Appel is typical of the genus (if you will). He has called for paying women who plan to abort to gestate longer in their pregnancy so that more dead fetuses will be available sufficiently developed to be harvested for organs and used in experiments.
He advocates mandatory termination of care for patients who are diagnosed as persistently unconscious to save resources for what he considers more important uses. He has also supported assisted suicide for the mentally ill.
Appel’s perspectives are not unique in bioethics. The movement went semi-berserk when President George W. Bush appointed the conservative bioethicist Leon Kass to head the President’s Council on Bioethics —one even called him an “assassin” for opposing human cloning research — as many worked overtime to discredit the Council’s work in the media.
Indeed, activists without a modifier like “Catholic” or “pro-life” before the term “bioethicist”–are overwhelmingly very liberal politically and intensely secular in their approach. Most support an almost unlimited right to abortion, the legalization of assisted suicide, genetic engineering (once “safe”), and accept distinguishing between human beings and persons, that is, they deny universal human equality.

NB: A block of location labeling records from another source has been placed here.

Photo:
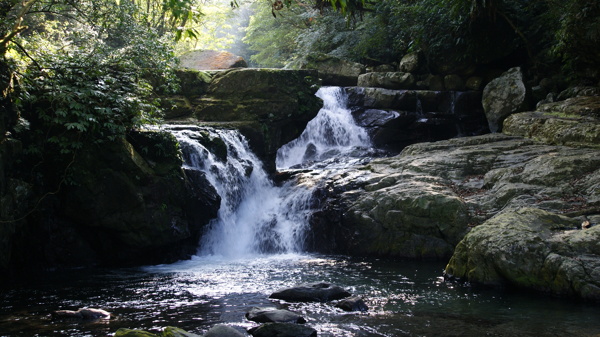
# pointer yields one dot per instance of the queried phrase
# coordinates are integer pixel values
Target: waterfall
(255, 215)
(331, 133)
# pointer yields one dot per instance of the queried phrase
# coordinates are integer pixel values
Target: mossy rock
(555, 128)
(532, 249)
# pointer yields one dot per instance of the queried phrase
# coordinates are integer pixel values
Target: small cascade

Some wish to repeal the dead donor rule that requires organ donors to be dead before their body parts are extracted — an idea that admittedly remains somewhat controversial in the field. Most mainstream bioethicists deny the sanctity of human life and many think that an animal with a greater cognitive capacity has greater value than a human being with lower cognition.
Add in the sector’s general utilitarianish approach to health-care issues, such as supporting rationing, and the potential for propagandizing becomes clear.
With such opinions, often passionately held, how long would it be before early bioethics education devolved into rank proselytizing?
I have a deal for Appel: In-depth courses in bioethics should not be taught before college — unless I get to write the textbooks! I promise to be objective and fairly present all sides. Honest!
Do you think he and his mainstream colleagues would approve of that deal?
Neither do I. And we shouldn’t go along with his idea for the very same reason.